Datadog helps detect ‘problem’ Spark and Databricks jobs

Cloud monitoring and security firm Datadog has introduced Data Jobs Monitoring, which allows teams to detect problematic Spark and Databricks jobs anywhere in their data pipelines. It also allows them to remediate failed and long-running-jobs faster, and optimize over-provisioned compute resources to reduce costs, promises the provider.

Matt Camilli.

Jobs Monitoring is said to immediately surface specific jobs that need optimization and reliability improvements, while enabling teams to drill down into job execution traces so that they can correlate their job telemetry to their cloud infrastructure for “fast debugging.”

On the technology, Matt Camilli, head of engineering at Rhythm Energy, said: “My team is able to resolve our Databricks job failures 20 percent faster, because of how easy it is to set up real-time alerting and find the root cause of the failing job.”

“When data pipelines fail, data quality is impacted, which can hurt stakeholder trust and slow down decision making,” added Michael Whetten, VP of product at Datadog. “Data Jobs Monitoring gives data platform engineers full visibility into their largest, most expensive jobs, to help them improve data quality, optimize their pipelines and prioritize cost savings.”

Michael Whetten.

Out-of-the-box alerts immediately notify teams when jobs have failed or are running beyond automatically detected baselines, so this can be addressed before there are negative impacts to the end user experience. And recommended filters in Jobs Monitoring surface the most important issues that are impacting job and cluster health, so that they can be prioritized.

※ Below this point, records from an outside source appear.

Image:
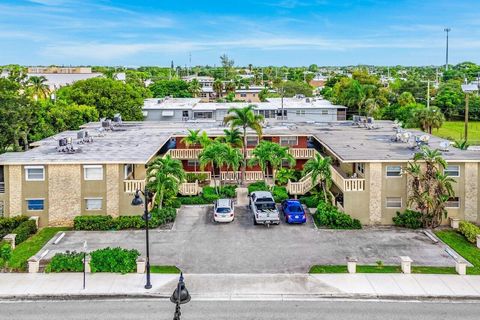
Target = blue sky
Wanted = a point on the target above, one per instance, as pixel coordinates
(261, 32)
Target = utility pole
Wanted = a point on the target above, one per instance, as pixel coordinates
(447, 30)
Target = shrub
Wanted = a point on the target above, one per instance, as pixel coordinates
(310, 201)
(8, 224)
(329, 216)
(114, 260)
(24, 231)
(469, 230)
(258, 186)
(66, 262)
(90, 223)
(408, 219)
(280, 194)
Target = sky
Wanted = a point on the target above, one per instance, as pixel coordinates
(258, 32)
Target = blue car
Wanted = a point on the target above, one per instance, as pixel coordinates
(293, 211)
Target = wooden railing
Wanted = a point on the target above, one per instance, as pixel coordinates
(189, 188)
(235, 176)
(130, 186)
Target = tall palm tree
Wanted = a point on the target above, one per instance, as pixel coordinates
(214, 154)
(218, 88)
(192, 139)
(39, 86)
(431, 188)
(319, 167)
(195, 88)
(430, 118)
(244, 118)
(164, 174)
(233, 137)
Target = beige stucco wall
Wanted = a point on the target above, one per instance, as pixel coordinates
(64, 193)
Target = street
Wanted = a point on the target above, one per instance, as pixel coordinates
(199, 310)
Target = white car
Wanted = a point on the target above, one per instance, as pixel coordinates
(223, 210)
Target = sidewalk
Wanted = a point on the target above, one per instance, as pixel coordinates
(243, 286)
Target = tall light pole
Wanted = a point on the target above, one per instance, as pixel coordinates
(447, 30)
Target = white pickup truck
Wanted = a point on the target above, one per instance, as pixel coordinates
(263, 208)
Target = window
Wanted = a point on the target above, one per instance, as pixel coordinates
(192, 163)
(35, 204)
(93, 204)
(35, 173)
(394, 202)
(452, 171)
(288, 141)
(128, 169)
(93, 172)
(394, 171)
(360, 168)
(252, 141)
(453, 203)
(203, 115)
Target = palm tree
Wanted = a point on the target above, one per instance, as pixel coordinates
(192, 139)
(164, 174)
(38, 86)
(233, 137)
(431, 189)
(218, 88)
(319, 167)
(430, 118)
(244, 118)
(195, 88)
(214, 154)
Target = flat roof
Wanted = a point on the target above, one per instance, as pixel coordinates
(138, 142)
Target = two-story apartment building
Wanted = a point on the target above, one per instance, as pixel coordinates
(298, 109)
(100, 177)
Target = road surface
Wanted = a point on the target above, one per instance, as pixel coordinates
(233, 310)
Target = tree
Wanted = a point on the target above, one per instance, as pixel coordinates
(38, 87)
(164, 174)
(430, 118)
(319, 168)
(244, 118)
(215, 155)
(218, 88)
(170, 88)
(195, 88)
(108, 96)
(430, 188)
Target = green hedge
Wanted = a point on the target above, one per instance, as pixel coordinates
(329, 216)
(101, 223)
(24, 231)
(8, 224)
(469, 230)
(408, 219)
(66, 262)
(114, 260)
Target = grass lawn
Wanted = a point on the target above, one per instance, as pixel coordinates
(31, 246)
(164, 269)
(453, 130)
(467, 250)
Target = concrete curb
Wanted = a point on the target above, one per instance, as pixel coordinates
(243, 297)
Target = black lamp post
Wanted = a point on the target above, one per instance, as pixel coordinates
(180, 296)
(137, 201)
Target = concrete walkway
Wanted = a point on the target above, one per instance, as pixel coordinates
(243, 286)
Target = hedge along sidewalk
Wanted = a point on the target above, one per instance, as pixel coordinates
(18, 260)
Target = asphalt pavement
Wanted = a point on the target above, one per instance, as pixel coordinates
(233, 310)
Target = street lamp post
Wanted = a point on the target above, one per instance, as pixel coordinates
(137, 201)
(180, 296)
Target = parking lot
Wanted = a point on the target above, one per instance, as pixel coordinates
(196, 244)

In addition, detailed trace views show teams exactly where a job failed in its execution flow, so they have the full context for faster troubleshooting. Also, multiple job runs can be compared to one another to expedite root cause analysis, and identify trends and changes in run duration, Spark performance metrics, cluster utilization and configuration.

Finally, resource utilization and Spark application metrics help teams identify ways to lower compute costs for over-provisioned clusters and optimize inefficient job runs.

A Gartner magic quadrant named the leading observability and APM vendors in 2023 as Dynatrace, Datadog, New Relic, Splunk, and Honeycomb. There were 14 other vendors mentioned in the MQ.